Toda
a gente sabe que a plumagem das corujas é macia e mole e por isso o
seu voo é silencioso. Inexplicavelmente, as penas reais de Sofia são
rijas e o seu voo perfeitamente audível, percebendo-se o rangido, o
atrito das asas fortes, denunciando aproximação da caçadora.
Sofia
é uma coruja no esplendor da força, quatro anos de experiência de
golpes e recursos individuais. Sabe calcular os terrenos onde a caça
passará porque sendo de boa raça preadora não come carne morta.
Precisa de bicho vivo, palpitante de sangue, estrebuchante sob suas
garras que o imobilizam para fácil alvo às bicadas, golpeantes e
certeiras.
Sobrevoou
o quintal vizinho, reconhecido pelo perfil do moinho de vento
quebrado. Depois há o pomar que o esquadrão de Quirá elegeu para o
assalto. Voou manso até o último cajueiro e pousou, leve, no galho
sombrio. Abriu a frincha das pupilas telescópicas, absorvendo a luz
difusa, identificando o local em todas as minudências.
Da
terra úmida pelo orvalho evaporado subia o murmúrio confuso de
todas as vozes surdas dos animais em batalha pela vida, rastejando,
escorregando, pateando no nível do solo. Das árvores derramava-se o
rumor vivo de asas, pios, bufidos, estalidos, apelos, réplicas,
guinchos de aviso, de informação, pedidos de auxílio e de socorro.
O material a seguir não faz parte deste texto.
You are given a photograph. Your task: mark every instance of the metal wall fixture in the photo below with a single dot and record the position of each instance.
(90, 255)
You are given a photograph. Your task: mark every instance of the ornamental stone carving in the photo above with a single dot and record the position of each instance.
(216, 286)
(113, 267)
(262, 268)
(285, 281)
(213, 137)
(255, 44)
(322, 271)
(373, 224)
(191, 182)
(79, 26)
Nos ares, as sombras rápidas perpassavam, continuando a mútua
perseguição, lutando pela sobrevivência – o amor e o alimento –,
vitais ambos.
Os
morcegos foram descobertos pelo ruído de guizo ao longe. E também
pela virada curva para descer, pertinho dos frutos escuros, e ali
ficar, parados, sugando a polpa depois de abrir, com impecável
roedura, o sulco reçumador do sumo adocicado.
Somente
nos momentos da chegada, quando Quiró fletisse a asa, quase
dobrando-a para baixar, é que seria possível um golpe fulminante.
O
segundo esquadrão apareceu em seguida e durante um minuto as curvas
ganharam maior amplitude. Evitavam possivelmente as urtigas
trepadeiras que cobriam alguns arbustos vizinhos ao sapotizal. A
urtiga é para as asas membranosas dos morcegos uma bateria de fogo
antiaéreo de eficiência mortal.
Quiró
roçou o galho onde Sofia o espreitava, imóvel. Rápida, a coruja
lançou-se no voo de caça, cortando o círculo descrito pelo
morcego. Contava encontrá-lo no ar num esbarro funesto.
Quiró
empregou a velha técnica escapatória. Semifechando as asas caiu na
vertical, em curva descendente que mais seria espiral. A prontidão
da manobra não permitiu a Sofia acompanhá-lo naquela solução
imprevista. Estendeu ainda mais as asas, pairando, em escuta,
perscrutando o paradeiro de Quiró. O morcego subia em zigue-zagues,
curvas fechadas, rumo ao sapotizal próximo. Sofia arremessou-se como
uma pedrada, batendo forte as asas três e quatro vezes, paralela a
Quiró. Calculando que este passaria justamente na linha inferior à
sua trajetória, fechou-as e deixou-se cair, numa vertical atrevida.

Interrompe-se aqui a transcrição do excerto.